By 1958, the then-29-year-old King had already risen to national prominence for his leadership of the Montgomery bus boycott and his philosophy of nonviolence.
In June, Caltech will host another leader of the civil rights movement—and a close associate of King's—Rep. John Lewis. The Georgia congressman, who was the youngest of the "Big Six" organizers behind the 1963 March on Washington, will be the Institute's 2018 commencement speaker, President Thomas F. Rosenbaum has announced.
Learn more about King's visit and view photos below.
King, pictured (center left) with a group of students in Winnett Lounge, gave three talks on campus: "A Great Time to Be Alive," "Facing the Challenges of a New Age," and the keynote, "Progress in Race Relations."
"We must have active commitment rather than mere academic acceptance if we are going to solve the racial problems that face America today," King told one audience at Dabney Hall.
In an interview with The California Tech, King said there were four things a Caltech student should do to address racism and segregation: "He should seek to give impetus to movements and to influence political leaders. He should seek to solve local problems. Injustice anywhere is a threat to justice everywhere. He should give support, both moral and financial, to freedom fighters everywhere. … And finally, he should help to educate himself and others."

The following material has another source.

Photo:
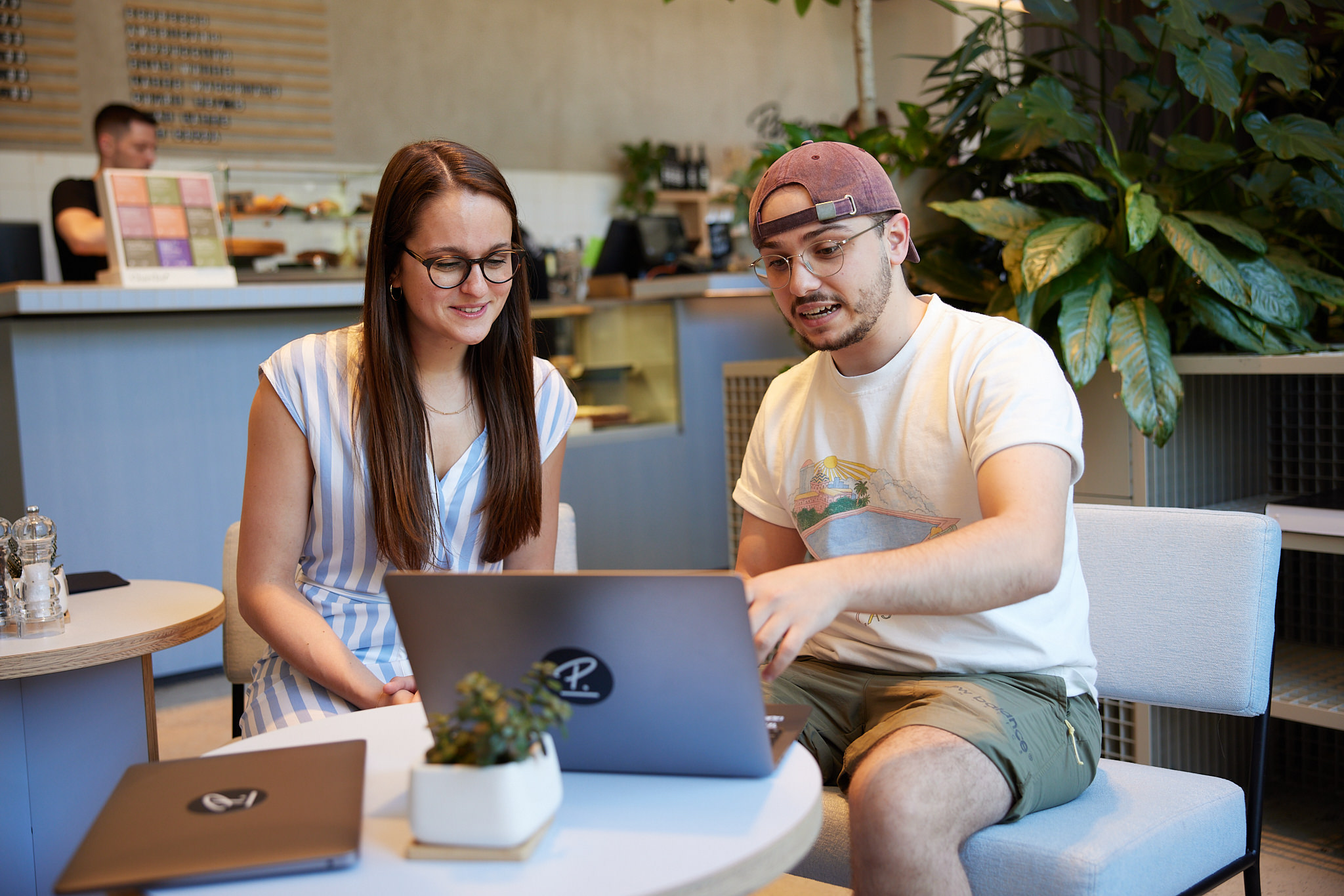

Thomas Jovin (BS '60), then an undergrad, was selected to escort King and his wife, Coretta Scott King, around campus during their visit. A year later, Jovin, who had been elected ASCIT president, wrote to King asking for advice on recruiting black students to Caltech. In a May 1959 response, King wrote, in part: "So often Negro students are not in some of the major institutions of learning because no determined effort has been made to get them. And there is always the unconscious fear that they are not wanted. Once the ice is broken, however, it is not difficult to get students to continue to come."
The full letter is published in The Papers of Martin Luther King, Jr., Volume V: Threshold of a New Decade, January 1959–December 1960 (University of California Press at Berkeley and Los Angeles, 2005).
Today, says executive director Athena Castro, "The Caltech Y continues to honor Dr. King's memory and reflect on his legacy by providing opportunities for students to remain active and engaged citizens striving for a better world." In January, the Caltech Y, along with the Caltech Center for Diversity, the Black Students of the California Institute of Technology club, and the Black Ladies Association of Caltech, hosted a series of events, including a day of service, in celebration of King's work and the anniversary of his campus visit.